Montrealer Maher Arar says that U.S. authorities threatened him and held him incommunicado before shipping him off to Syria, where he was beaten and tortured during a year-long imprisonment.

Speaking publicly for the first time about his experience, Mr. Arar on Tuesday described a nightmarish litany of abuse and threats at the hands of the Syrians and said that he had spent more than 10 months in a cell the size of "a grave."

He said that he was beaten on every part of his body with a frayed electrical cable and repeatedly threatened with electric-shock torture. "At the end of the [first] day, they told me tomorrow would be worse."

"The past year has been a nightmare," he told reporters in Ottawa. "What I went through is beyond human imagination."

Mr. Arar, a Syrian-born man who came to North America as a teen and took Canadian citizenship, said that he had been summoned home from vacation by his work and, using his frequent-flyer points, had flown circuitously from Tunis to Montreal via Zurich and then New York. While in New York he caught the attention of immigration officials and was questioned at length over several days.

"They asked me about what I think about [Osama] bin Laden, Palestine, Iraq and some other issues. They also asked me about the mosques I pray in, my bank account, my e-mail addresses, my relatives, about everything. This continued on and on for eight hours."

He said he was denied a lawyer in New York, was not fed for more than 24 hours, did not get a Koran until the third day and was not allowed his first phone call until five days after his arrest.

"I was very, very worried and asked for a lawyer again and again," he said, describing the early hours of his detention. "They told me I had no right to a lawyer because I was not an American citizen."

After "seven or eight" days of questioning, he said, they said that he would be deported and asked where he wanted to go. He says he chose Canada.

"They said they wanted to know why I did not want to go back to Syria.
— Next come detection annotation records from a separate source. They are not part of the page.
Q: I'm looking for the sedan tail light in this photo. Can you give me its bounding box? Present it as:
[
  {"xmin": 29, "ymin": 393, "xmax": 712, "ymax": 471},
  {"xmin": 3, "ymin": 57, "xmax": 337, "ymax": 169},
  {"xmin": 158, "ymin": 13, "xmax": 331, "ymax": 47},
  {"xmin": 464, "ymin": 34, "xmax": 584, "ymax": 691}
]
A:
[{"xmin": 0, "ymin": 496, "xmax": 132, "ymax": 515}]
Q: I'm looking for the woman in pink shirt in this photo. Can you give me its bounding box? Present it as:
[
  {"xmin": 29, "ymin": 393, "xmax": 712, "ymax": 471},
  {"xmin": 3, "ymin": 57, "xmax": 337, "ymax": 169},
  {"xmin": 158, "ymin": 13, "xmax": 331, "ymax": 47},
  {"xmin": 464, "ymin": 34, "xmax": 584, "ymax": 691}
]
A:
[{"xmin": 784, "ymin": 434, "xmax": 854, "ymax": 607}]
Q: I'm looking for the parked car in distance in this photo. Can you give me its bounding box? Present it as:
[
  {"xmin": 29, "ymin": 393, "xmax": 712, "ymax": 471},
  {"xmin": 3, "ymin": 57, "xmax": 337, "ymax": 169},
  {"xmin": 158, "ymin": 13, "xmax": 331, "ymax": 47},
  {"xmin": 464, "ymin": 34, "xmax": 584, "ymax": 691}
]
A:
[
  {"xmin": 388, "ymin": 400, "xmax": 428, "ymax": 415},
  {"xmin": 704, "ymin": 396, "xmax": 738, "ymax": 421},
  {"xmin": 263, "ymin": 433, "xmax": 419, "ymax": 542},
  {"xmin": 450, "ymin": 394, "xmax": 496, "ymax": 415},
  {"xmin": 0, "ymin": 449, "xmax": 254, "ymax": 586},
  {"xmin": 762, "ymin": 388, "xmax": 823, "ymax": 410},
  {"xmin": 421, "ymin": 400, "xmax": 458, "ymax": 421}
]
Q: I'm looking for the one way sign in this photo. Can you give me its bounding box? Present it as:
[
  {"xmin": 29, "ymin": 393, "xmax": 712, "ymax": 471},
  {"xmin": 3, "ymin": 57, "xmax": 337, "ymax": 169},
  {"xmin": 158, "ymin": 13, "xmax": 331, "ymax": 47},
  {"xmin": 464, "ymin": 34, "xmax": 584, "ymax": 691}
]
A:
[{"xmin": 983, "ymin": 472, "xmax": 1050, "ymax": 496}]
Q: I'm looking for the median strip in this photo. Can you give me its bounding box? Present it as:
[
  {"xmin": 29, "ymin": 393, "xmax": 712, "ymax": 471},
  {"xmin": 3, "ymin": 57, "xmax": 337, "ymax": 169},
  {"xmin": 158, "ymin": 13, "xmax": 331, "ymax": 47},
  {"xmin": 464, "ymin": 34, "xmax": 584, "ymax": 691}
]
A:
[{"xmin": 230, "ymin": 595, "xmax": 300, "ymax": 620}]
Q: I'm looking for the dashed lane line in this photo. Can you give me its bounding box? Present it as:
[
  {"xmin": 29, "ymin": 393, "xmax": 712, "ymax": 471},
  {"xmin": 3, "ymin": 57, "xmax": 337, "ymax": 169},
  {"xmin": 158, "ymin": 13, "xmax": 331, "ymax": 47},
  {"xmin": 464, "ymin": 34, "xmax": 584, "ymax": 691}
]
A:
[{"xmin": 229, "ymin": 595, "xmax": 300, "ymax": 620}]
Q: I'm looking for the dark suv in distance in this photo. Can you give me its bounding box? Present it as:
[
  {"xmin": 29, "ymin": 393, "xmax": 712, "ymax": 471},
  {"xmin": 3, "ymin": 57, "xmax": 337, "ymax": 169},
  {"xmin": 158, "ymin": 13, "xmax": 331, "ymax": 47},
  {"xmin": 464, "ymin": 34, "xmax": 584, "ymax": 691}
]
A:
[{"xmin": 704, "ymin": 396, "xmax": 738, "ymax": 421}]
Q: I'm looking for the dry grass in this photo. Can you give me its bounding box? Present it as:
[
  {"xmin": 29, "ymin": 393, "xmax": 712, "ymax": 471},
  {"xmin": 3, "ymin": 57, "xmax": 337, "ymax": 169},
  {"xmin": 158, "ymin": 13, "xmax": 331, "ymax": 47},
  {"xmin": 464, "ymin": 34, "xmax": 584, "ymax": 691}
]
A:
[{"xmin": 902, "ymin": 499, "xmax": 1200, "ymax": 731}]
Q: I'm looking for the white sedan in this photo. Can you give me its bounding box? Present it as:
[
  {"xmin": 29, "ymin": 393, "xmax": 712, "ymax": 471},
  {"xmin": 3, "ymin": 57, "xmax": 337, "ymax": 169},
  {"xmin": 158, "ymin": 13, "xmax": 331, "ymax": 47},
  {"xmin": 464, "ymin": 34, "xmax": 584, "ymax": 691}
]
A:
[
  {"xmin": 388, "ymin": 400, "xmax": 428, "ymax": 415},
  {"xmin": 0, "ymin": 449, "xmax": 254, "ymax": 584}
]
I told them I would be tortured there," Mr. Arar related Tuesday. "They told me that based on classified information, that they could not reveal to me, I would be deported to Syria. I said again that I would be tortured there."

While in New York he was visited by a Canadian consular official who assured him that his rights would be protected, but he was instead deported to the Jordanian capital of Amman, were he was met by men who were to take him to Syria.

"They blindfolded and chained me and put me in a van. They made me bend my head down, then these men started beating me. Every time I tried to talk they beat me. Every time I tried to move, I tried to talk, I tried to do anything, they beat me."

They changed cars, Mr. Arar said, and continued on to a building that turned out to be a branch of Syrian military intelligence. He spent months there without being charged, in a tiny and dark cell, urinated on by roaming cats and visited by the occasional rat.

"It was like a grave, exactly like a grave. It had no light. It was three feet wide, it was six feet deep, it was seven feet high," he described it. "I spent 10 months and 10 days in that grave."

He said that the only times he left the cell were for interrogations and for infrequent and "very frustrating" visits from Canadian consular staff, who met with him only in the presence of Syrian authorities and only after he had been warned not to say anything about his mistreatment.

After more than a year of imprisonment — during which he made several confessions that he now says were false — Mr. Arar said he was brought to a Syrian court, still without a lawyer, and listened as a prosecutor read his admission that he had trained with terrorists in Afghanistan.

"I tried to argue that I was beaten and had not gone to Afghanistan, but he did not listen," Mr. Arar said. The judicial process complete, he said he was taken to meet the head of Syrian military intelligence and a small group of Canadian diplomatic officials. His ordeal was over.

On Tuesday the soft-spoken Mr. Arar occasionally choked back tears as he spoke.

"I am not a terrorist," he said. "I am not a member of al-Qaeda and I do not know anyone who is a member of this group."